En mis huidas para ahuyentar el hastío, me acerque al pueblo de Silene. Aquí las estaciones transcurren de un modo distinto. A los cerezos se les ha olvidado florecer, y las abejas zumban ansiosas a su alrededor, aguardando la espera. Rarezas de la primavera. Un almendro prematuro, comienza a desperezar de su letargo invernal, pero ellas no disputan por libar su polen.
Junto al regato de aguas estrepitosas, bajando por el sendero del robledal, se llega hasta el huerto del abuelo Remigio. La primera vez que me asome por su empalizada, me pareció ver un árbol de genética confusa, un espécimen distraído. De sus ramas descolgaban tapacubos de coches. Eran los trofeos arrebatados en su disputa con el progreso, el botín capturado a la cuneta de la carretera. Bicicletas infantiles, triciclos de colores, pendulean al socaire de la ladera, sujetos por cordeles en el fresno seco de la Felisa. Sobre las ramas, el abuelo va depositando las añoranzas de unos hijos a los que ya se les pasó la edad de pedalear.
El abuelo Remigio anda a trompicones, pasito a pasito, como las Geishas. Coge aliento, y reemprende el caminar junto a su nieta que lo acompaña hasta su fortaleza. El abuelo se levantó una mañana y durante el desayuno, mientras migaba el tazón de leche, se quedó atrapado entre sus recuerdos. El boticario, que de esto sabe un rato, dijo que fue la edad quien decidió enclaustrarlo en el pasado. Ahora ocupa el tiempo en sus pensamientos, y de vez en cuando, interrumpe el silencio para susurrar cabizbajo.
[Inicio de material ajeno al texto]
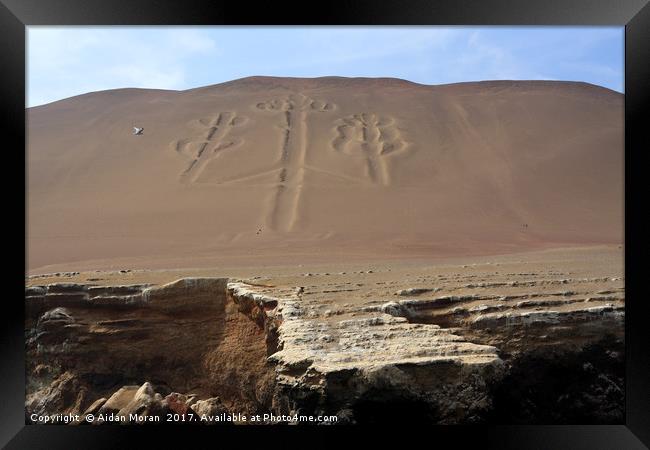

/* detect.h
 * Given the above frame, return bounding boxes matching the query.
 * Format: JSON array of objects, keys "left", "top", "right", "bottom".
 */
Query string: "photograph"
[{"left": 21, "top": 24, "right": 626, "bottom": 427}]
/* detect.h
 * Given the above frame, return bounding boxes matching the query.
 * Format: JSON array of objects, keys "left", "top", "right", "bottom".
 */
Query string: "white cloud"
[{"left": 27, "top": 27, "right": 218, "bottom": 106}]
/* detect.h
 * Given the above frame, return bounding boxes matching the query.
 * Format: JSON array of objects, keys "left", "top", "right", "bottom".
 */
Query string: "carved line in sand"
[
  {"left": 255, "top": 94, "right": 336, "bottom": 231},
  {"left": 172, "top": 111, "right": 248, "bottom": 183},
  {"left": 332, "top": 113, "right": 408, "bottom": 186}
]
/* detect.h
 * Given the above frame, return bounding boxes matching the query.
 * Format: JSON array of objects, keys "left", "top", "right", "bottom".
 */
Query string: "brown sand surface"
[{"left": 27, "top": 77, "right": 623, "bottom": 276}]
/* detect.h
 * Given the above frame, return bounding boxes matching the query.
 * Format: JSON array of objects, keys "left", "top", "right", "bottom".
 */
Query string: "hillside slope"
[{"left": 27, "top": 77, "right": 624, "bottom": 271}]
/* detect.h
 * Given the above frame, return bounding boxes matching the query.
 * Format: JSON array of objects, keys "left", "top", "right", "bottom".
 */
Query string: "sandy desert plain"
[{"left": 25, "top": 77, "right": 625, "bottom": 424}]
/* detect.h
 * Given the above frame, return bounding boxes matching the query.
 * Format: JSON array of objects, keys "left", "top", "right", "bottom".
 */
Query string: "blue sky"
[{"left": 27, "top": 26, "right": 624, "bottom": 106}]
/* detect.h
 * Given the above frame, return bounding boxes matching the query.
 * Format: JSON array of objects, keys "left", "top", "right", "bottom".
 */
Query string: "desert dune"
[{"left": 27, "top": 77, "right": 624, "bottom": 273}]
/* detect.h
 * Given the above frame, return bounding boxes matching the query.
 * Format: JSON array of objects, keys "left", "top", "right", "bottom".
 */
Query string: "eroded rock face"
[
  {"left": 26, "top": 278, "right": 274, "bottom": 422},
  {"left": 26, "top": 272, "right": 624, "bottom": 424}
]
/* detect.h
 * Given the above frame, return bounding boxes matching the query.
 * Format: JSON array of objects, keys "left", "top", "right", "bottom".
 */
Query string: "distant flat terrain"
[{"left": 27, "top": 77, "right": 624, "bottom": 273}]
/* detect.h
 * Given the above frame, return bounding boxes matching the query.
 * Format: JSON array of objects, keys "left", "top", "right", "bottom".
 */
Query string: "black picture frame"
[{"left": 0, "top": 0, "right": 650, "bottom": 450}]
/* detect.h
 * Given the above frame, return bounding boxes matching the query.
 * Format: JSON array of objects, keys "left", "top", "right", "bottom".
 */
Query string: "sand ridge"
[{"left": 27, "top": 77, "right": 623, "bottom": 272}]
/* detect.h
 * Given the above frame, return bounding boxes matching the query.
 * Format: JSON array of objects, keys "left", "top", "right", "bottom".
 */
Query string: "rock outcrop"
[{"left": 26, "top": 268, "right": 624, "bottom": 424}]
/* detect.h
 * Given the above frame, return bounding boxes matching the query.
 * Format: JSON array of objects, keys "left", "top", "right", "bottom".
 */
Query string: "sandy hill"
[{"left": 27, "top": 77, "right": 624, "bottom": 271}]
- Hijo. La sinceridad se encuentra buscando en lo que dicen las nubes-. Y vuelve a encerrarse en su mundo, cautivo de su corazón por el dolor de tanta pérdida.
En mis momentos de deriva me acuerdo de sus palabras. Asomo la mirada a la ventana, las miro y… aunque quiero imaginar que es cierto, sin embargo, no las entiendo. Yo sólo veo nubes.